Au final, l’interdiction prononcée s’appliquera (i) dans l’Etat même où le Tribunal de la marque européenne la prononce, (ii) s’il y a limitation territoriale, aux Etats membres expressément désignés ou (iii) à l’ensemble du territoire de l’Union si le Tribunal ne les précise pas.

Que la décision soit limitée ou non à certains Etats membres, ceux-ci ont obligation de l’exécuter conformément aux dispositions du règlement 44/2001. La mesure coercitive, telle l’astreinte, qui accompagne l’interdiction produit ainsi ses effets dans les Etats membres autres que celui du Tribunal des marques européennes qui a prononcé cette mesure, et dans lesquels l’interdiction étend sa portée territoriale. Elle est mise en œuvre selon le  droit du Tribunal national concerné.

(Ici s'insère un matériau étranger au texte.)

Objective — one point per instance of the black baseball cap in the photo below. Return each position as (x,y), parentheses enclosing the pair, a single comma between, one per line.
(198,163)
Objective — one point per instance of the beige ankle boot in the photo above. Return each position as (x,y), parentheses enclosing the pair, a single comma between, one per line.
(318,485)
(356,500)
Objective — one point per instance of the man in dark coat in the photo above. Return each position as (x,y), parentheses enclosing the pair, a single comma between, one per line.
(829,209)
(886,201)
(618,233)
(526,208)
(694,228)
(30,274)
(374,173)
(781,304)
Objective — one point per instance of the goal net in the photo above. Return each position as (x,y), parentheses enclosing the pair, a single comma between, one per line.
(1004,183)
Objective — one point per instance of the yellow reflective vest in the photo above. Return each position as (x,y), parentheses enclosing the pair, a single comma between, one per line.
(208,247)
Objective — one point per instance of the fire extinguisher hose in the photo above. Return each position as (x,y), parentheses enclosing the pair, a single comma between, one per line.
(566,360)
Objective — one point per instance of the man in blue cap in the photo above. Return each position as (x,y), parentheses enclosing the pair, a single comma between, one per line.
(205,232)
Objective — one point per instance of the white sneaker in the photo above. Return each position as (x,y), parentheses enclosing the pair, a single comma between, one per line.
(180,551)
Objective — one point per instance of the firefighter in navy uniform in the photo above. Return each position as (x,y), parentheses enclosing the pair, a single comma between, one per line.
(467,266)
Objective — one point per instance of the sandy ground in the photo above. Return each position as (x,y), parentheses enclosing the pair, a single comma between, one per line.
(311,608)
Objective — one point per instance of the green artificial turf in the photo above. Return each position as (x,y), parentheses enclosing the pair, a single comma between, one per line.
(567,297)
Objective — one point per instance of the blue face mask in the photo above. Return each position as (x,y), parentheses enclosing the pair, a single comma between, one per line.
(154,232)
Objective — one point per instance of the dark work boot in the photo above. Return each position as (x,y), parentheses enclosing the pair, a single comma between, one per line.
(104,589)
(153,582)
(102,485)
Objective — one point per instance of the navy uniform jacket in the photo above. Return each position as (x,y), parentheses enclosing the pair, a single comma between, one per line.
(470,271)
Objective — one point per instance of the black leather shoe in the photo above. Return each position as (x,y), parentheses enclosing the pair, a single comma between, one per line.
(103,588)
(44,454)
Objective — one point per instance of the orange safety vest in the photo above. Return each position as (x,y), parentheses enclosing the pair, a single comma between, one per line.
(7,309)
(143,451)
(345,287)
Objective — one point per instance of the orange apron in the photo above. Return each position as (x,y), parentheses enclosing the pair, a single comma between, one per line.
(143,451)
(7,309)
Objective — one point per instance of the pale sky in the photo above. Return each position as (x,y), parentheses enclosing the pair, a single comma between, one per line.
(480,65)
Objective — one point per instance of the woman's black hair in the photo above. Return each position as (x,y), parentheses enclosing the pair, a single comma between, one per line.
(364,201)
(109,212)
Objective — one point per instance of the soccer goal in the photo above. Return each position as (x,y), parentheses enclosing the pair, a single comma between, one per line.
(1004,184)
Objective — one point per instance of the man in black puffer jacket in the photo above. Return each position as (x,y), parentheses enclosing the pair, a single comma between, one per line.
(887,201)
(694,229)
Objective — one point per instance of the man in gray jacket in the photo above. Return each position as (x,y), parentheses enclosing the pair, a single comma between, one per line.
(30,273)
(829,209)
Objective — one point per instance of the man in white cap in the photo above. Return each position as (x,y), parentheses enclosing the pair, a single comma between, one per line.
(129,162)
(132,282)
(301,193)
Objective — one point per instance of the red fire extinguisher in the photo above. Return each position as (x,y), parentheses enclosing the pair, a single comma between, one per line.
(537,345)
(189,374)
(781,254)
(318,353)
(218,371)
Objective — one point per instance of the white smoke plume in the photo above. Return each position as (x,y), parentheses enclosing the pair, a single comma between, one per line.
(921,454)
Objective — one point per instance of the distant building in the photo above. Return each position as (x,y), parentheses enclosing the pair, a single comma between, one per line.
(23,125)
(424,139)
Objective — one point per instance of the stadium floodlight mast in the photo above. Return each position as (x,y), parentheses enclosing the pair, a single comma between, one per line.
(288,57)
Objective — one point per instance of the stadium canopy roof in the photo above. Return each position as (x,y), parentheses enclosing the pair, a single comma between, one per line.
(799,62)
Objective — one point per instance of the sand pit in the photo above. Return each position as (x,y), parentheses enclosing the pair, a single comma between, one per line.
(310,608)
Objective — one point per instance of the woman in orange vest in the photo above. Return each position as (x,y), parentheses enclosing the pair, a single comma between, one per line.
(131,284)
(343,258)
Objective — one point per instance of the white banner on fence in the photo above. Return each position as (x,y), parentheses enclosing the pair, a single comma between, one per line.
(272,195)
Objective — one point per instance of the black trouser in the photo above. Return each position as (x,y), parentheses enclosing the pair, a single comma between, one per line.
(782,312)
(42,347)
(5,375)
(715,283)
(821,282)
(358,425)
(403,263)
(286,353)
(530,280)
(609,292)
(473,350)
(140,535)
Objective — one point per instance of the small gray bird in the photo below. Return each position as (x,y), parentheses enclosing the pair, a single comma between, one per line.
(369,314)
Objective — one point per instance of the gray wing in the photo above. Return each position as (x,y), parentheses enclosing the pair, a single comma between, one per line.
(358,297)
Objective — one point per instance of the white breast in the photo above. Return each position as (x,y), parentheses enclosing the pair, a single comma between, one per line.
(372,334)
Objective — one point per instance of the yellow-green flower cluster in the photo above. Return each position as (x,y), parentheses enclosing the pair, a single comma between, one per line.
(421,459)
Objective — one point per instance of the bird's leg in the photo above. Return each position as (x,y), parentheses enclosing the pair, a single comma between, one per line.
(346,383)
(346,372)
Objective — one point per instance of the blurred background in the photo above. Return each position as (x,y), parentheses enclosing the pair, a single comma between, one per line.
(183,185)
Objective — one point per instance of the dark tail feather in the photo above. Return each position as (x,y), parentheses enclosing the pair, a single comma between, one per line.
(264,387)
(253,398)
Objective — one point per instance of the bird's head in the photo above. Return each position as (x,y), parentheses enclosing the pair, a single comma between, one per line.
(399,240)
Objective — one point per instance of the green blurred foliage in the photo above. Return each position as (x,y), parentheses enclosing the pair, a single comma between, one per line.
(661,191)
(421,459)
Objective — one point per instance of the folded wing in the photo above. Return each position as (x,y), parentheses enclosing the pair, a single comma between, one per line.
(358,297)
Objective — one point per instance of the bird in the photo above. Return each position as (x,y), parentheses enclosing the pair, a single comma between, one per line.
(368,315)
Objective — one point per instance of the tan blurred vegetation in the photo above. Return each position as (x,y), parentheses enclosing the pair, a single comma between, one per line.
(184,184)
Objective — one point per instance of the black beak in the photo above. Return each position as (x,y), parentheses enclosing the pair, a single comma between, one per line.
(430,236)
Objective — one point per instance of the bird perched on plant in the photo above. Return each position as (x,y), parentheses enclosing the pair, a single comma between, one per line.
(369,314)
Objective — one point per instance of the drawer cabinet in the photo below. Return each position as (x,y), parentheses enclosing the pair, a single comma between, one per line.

Lorsque ce droit national ne contient aucune mesure coercitive analogue à celle prononcée, le Tribunal doit alors appliquer les dispositions de son droit national permettant de garantir de manière équivalente le respect de l’interdiction ordonnée.
 
On attend maintenant avec impatience l’arrêt de la Cour de cassation gardant en mémoire que la Cour d’appel de Paris qui avait prononcé, dans cette affaire, une interdiction assortie d’une astreinte, avait refusé de l’étendre à l’ensemble de l’espace communautaire au motif qu’elle n’était pas en mesure de donner effet à cette interdiction sur l’ensemble du territoire de l’Union européenne, faute d’avoir communication des mesures analogues prévues par les autres Etats. Cependant, cet argument n’apparait plus pertinent au vu de la décision de la CJUE. D’ailleurs, selon la directive 2004/48, « les Etats membres sont tenus de prévoir les mesures, procédures et réparations nécessaires pour assurer le respect des droits de propriété intellectuelle ».
 
Brève : La loi n° 2011-267 du 14 mars 2011 (JORF du 15 mars 2011) et notamment son article 3 qui prévoit des peines aggravées pour les délits de contrefaçon commis sur un réseau de communication au public en ligne.